Why is $AA^TAA^TAA^TAA^T$ larger than $AAAAA^TA^TA^TA^T$ for Gaussian $A$?

322 Views Asked by At

Suppose $A$ is a $d\times d$ matrix with IID standard normal entries.

Plots below compare value of $f(AA^TAA^TAA^TAA^T)$ and $f(AAAAA^TA^TA^TA^T)$ using 3 standard Schatten norms for $f$ and the former is consistently larger, why? enter image description here

Furthermore, we can compute expected values of $Tr(A\ldots)$ for $d=2$ and various permutations of $A$, and these two forms appear to be the extreme values. What's the easiest way to explain this?
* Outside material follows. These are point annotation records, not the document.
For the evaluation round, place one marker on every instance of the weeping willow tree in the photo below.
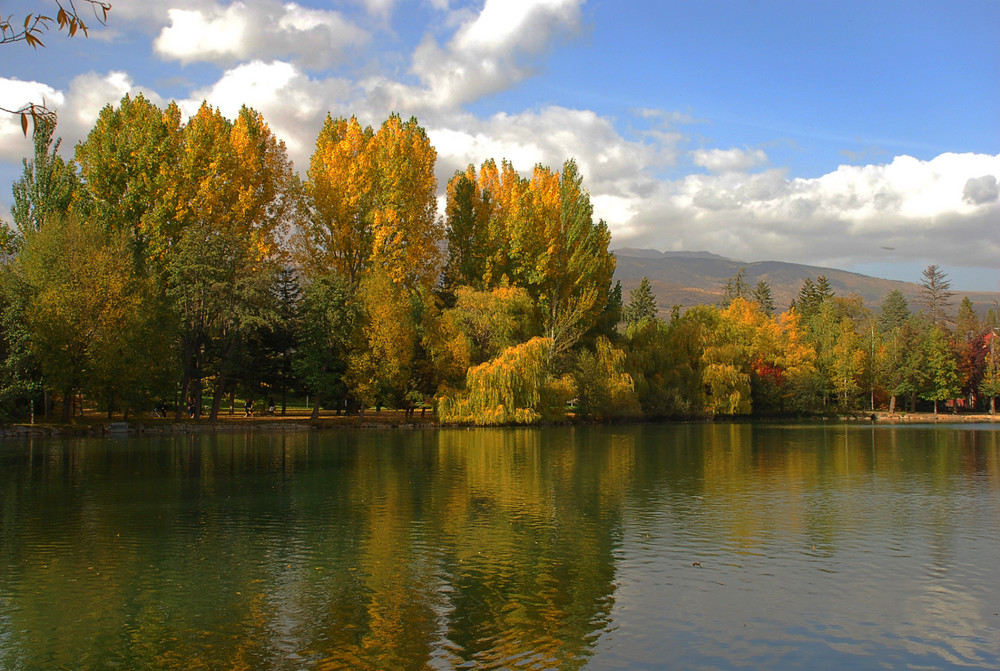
(516, 387)
(604, 389)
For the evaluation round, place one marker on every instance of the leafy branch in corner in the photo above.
(30, 31)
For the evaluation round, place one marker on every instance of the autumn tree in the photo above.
(90, 323)
(516, 387)
(129, 164)
(572, 268)
(327, 321)
(237, 192)
(467, 215)
(604, 390)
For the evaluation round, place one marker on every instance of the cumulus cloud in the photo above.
(488, 52)
(981, 190)
(923, 209)
(15, 94)
(728, 160)
(258, 29)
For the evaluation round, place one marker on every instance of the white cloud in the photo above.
(489, 52)
(919, 209)
(15, 94)
(258, 29)
(729, 160)
(193, 35)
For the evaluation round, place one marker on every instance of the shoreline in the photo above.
(391, 419)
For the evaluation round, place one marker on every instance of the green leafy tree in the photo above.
(129, 163)
(516, 387)
(237, 191)
(604, 389)
(327, 321)
(47, 185)
(87, 320)
(467, 211)
(575, 269)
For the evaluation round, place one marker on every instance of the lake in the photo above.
(719, 546)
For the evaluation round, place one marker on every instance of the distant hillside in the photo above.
(698, 278)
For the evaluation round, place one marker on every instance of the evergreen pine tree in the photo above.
(762, 296)
(641, 304)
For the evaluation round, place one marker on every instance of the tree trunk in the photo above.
(67, 406)
(220, 390)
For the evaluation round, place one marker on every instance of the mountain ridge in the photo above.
(686, 279)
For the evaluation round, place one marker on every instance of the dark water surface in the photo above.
(637, 547)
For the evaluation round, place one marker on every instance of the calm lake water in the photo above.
(635, 547)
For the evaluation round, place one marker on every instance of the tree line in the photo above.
(185, 261)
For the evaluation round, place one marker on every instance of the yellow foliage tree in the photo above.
(514, 388)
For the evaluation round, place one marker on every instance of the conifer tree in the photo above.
(762, 297)
(935, 293)
(641, 304)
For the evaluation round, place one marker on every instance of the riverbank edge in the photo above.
(138, 427)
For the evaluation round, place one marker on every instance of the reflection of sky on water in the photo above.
(818, 560)
(817, 547)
getVal[d_, f_, sampler_] := (
   A = sampler[d];
   {Norm[
     A . A\[Transpose] . A . A\[Transpose] . A . A\[Transpose] . A . 
      A\[Transpose]], 
    Norm[A . A . A . A . A\[Transpose] . A\[Transpose] . 
      A\[Transpose] . A\[Transpose]]}
   );
dvals = Range[100, 200, 10];
funcs = {Norm[#, "Frobenius"] &, Norm, Tr};
sf = "Log";
dec[pairSeq_] := {{dvals, pairSeq[[All, 1]]}\[Transpose], {dvals, 
     pairSeq[[All, 2]]}\[Transpose]};
f = Norm;
plotFunc[f_, fname_, sampler_] := (
   ListLinePlot[dec[getVal[#, f, sampler] & /@ dvals], 
    PlotLabel -> fname, AxesLabel -> {"d", "value"}, 
    PlotLegends -> {"f(AA'AA'AA'AA')", "f(AAAAA'A'A'A')"}, 
    ScalingFunctions -> "Log"]
   );

randNormal[d_] := RandomVariate[NormalDistribution[], {d, d}];
randUniform[d_] := RandomVariate[UniformDistribution[], {d, d}];
randBernoulli[d_] := 
  N@RandomVariate[BernoulliDistribution[0.5], {d, d}];

sampler = randNormal;
TableForm[{{plotFunc[Norm, "f(A)=||A||", sampler],
    plotFunc[Tr, "f(A)=Tr(A)", sampler],
    plotFunc[Norm[#, "Frobenius"] &, 
     "f(A)=||A\!\(\*SubscriptBox[\(||\), \(F\)]\)", 
     sampler]}}\[Transpose]]
2

There are 2 best solutions below

0
On

If the entries are $a_{ij}$, $$\text{Tr}\left(A^4 (A^T)^4\right) = \sum_{i_1 i_2 \ldots i_8} a_{i_1 i_2} a_{i_2 i_3} a_{i_3 i_4} a_{i_4 i_5} a_{i_6 a_5} a_{i_7 i_6} a_{i_8 i_7} a_{i_1 i_8}$$ while $$ \text{Tr}\left((A A^T)^4\right) = \sum_{i_1 i_2 \ldots i_8} a_{i_1 i_2} a_{i_3 i_2} a_{i_3 i_4} a_{i_5 a_4} a_{i_5 i_6} a_{i_7 i_6} a_{i_7 i_8} a_{i_1 i_8}$$ But if the entries are iid standard normal the only terms whose expected value is nonzero are those where the eight factors are equal in pairs. For example, for a nonzero term in $\text{Tr}\left(A^4 (A^T)^4\right)$ you could have $a_{i_1 i_2} = a_{i_3 i _4}$, $a_{i_2 i_3} = a_{i_1 i_8}$, $a_{i_3 i_4} = a_{i_8 i_7}$, and $a_{i_4 i_5} = a_{i_6 i_5}$. But that would require all $i_k$ to be equal. It seems the second form allows more possibilities than the first. It should be possible (if rather tedious) to enumerate them.

0
On

Proof outline:

Restrict attention to $|M|$ where $MM^T=|M|^2$, aka the "matrix absolute value" or the "P.S.D term of the polar decomposition".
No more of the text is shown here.